Leslie Simones, executive director of The Arc, said that based on a settlement agreement her organization entered into with Southbury Training School, it was determined that 294 of 319 residents could be supported in a community setting. For those 25 individuals who could not be supported in a community setting, “the primary reason that was given was life-ending or life-threatening illness or disease.”

Since the approval of the settlement agreement with the court, 42 individuals have successfully transitioned from Southbury Training School to a community setting.

“All class members are happy in their new homes and there have been no instances where a guardian or an individual requested to return to Southbury Training School,” Simoes said.

But Martha Dwyer, whose brother Tom Dwyer resides at Southbury, disputed that statement.

Christine Stuart photo
Martha Dwyer has a brother who has lived at Southbury since 1973 (Christine Stuart photo)

“A number of guardians who have moved their family members into the community have not been happy with it,” she said. “They haven’t asked to return to Southbury because they can’t return to Southbury, but they have indicated to people who do advocacy for them that they are not happy being in the community.”

She suggested there are different levels of need that aren’t being addressed in community settings.

But private providers like Barry Simon, president of Oak Hill, said that’s absolutely not true. He said there are more than two dozen private facilities that can offer high-quality medical care to individuals with multiple disabilities.

Simon and other private providers have been dealing with reductions in state funding for two decades.

“Community agencies are already struggling to make ends meet while providing high quality, efficient services to individuals with disabilities,” Morna Murray, president and CEO of Connecticut Community Providers Association, said. “We look forward to working with the Malloy administration, the legislature and community partners to create a rate system that does not pit one provider against another, but provides adequate funding to maintain a system of care for the most vulnerable among us.”

Simoes said there is no justice in a system that only provides services to those who already have services.

Shelagh McClure, chairwoman of the Connecticut Council on Developmental Disabilities, said the campaign to get the legislature to close these six institutions and to instead use the money to help reduce the wait list and make sure everyone has services in the community is a campaign of “hearts and minds.”

“It is not a just system when only a small number of people get services at a very high cost . . . it means that a large number of people can’t get services because there’s not sufficient funds,” McClure said.

For Simoes and McClure it’s both a fiscal issue and an issue of fairness.
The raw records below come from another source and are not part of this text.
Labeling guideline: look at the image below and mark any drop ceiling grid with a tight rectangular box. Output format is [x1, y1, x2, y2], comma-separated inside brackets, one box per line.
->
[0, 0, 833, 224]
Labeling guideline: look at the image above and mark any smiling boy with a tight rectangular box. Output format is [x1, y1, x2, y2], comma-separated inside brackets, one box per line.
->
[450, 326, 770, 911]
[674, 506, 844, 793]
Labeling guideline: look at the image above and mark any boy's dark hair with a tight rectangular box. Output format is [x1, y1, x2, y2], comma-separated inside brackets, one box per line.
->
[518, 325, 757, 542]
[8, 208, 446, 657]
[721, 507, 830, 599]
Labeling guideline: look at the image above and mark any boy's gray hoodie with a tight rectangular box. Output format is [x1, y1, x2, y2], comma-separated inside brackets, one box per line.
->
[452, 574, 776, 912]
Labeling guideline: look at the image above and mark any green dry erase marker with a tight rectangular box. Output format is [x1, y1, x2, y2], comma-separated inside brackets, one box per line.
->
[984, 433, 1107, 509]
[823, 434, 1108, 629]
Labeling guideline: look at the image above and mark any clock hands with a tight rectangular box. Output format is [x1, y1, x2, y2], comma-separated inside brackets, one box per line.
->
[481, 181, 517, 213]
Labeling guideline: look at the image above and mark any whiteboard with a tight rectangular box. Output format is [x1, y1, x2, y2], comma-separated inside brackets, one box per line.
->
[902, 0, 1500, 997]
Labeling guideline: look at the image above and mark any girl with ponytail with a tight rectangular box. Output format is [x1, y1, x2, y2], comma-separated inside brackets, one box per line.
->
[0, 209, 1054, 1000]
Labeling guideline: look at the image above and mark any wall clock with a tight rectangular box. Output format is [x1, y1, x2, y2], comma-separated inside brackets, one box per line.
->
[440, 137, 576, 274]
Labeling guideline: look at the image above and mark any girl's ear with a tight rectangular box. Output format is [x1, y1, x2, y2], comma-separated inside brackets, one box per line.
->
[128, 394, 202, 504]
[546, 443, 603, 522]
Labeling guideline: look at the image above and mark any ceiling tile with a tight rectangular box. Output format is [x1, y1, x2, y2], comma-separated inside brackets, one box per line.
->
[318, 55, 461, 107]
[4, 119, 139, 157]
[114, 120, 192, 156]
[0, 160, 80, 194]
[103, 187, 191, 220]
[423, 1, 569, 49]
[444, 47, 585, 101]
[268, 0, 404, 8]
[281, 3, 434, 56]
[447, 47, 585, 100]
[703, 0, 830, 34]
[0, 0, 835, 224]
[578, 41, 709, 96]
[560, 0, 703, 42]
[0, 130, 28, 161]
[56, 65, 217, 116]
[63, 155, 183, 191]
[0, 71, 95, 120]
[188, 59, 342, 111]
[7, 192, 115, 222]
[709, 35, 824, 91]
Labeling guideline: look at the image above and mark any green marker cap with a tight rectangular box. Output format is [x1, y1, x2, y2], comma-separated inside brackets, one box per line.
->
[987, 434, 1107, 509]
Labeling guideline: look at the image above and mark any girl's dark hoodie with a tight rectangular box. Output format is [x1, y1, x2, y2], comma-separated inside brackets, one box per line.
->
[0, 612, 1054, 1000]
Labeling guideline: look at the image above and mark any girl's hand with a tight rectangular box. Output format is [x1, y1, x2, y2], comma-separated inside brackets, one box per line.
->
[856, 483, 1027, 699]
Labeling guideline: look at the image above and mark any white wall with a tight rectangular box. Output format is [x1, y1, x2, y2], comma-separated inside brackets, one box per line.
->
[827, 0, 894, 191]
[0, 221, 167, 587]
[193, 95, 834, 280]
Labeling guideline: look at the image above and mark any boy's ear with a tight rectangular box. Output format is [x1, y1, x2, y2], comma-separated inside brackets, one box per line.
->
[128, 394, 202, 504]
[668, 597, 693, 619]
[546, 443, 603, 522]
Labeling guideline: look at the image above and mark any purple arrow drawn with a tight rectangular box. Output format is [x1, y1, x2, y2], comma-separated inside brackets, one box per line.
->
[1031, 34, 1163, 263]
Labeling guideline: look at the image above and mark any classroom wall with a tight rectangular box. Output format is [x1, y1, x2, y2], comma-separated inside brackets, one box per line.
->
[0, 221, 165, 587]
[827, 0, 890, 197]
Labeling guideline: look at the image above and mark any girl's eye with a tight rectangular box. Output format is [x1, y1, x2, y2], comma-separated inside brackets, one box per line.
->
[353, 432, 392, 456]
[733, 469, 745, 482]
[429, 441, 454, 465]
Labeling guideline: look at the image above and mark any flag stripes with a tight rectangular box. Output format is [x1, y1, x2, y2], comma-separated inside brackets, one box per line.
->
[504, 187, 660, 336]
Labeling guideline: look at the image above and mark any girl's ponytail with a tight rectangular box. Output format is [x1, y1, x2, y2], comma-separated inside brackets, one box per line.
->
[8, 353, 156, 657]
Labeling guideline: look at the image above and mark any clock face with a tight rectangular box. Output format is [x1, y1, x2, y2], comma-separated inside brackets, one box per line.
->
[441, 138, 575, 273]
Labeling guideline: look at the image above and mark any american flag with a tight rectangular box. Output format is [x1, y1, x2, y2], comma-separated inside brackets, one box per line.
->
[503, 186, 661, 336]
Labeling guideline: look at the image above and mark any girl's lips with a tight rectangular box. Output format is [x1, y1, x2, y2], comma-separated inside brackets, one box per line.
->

“The private provider system has been starved for resources for over 20 years,” Simoes said. “It is time Connecticut pay private providers the same rate, for the same service. A rate that fully covers the cost of service.”

These types of public institutions for developmentally and intellectually disabled individuals no longer exist in 17 states and the District of Columbia.

“In this fiscal climate it is absolutely irresponsible for the state of Connecticut to continue this outdated practice,” Simoes said. “Enough, is enough.”

But a union representing state employees at those facilities doesn’t believe closing them is the answer.

“Focusing on closing a facility that is already set for closure is not helpful to those families seeking residential placement for loved ones,” Jennifer Schneider, communications director for SEIU 1199, said.

“We believe there is a wide range of need among people with disabilities that require a wide range of services in both the public and private sector,” she added. “We encourage increasing, not narrowing, the scope of services that need to be available to those with disabilities and their families.”

Earlier this year, lawmakers approved an additional $4.4 million to help open 100 more residential slots for individuals on the waiting list who have parents over age 70.

Simoes said she handles the calls every day from parents scared they are going to die and their child isn’t going to have the services they need.

“The families at Southbury right now through our settlement agreement are getting a Lexus package, that the 2,000 families that are on that waiting list are never, ever going to get,” Simoes said. “It really is about justice.”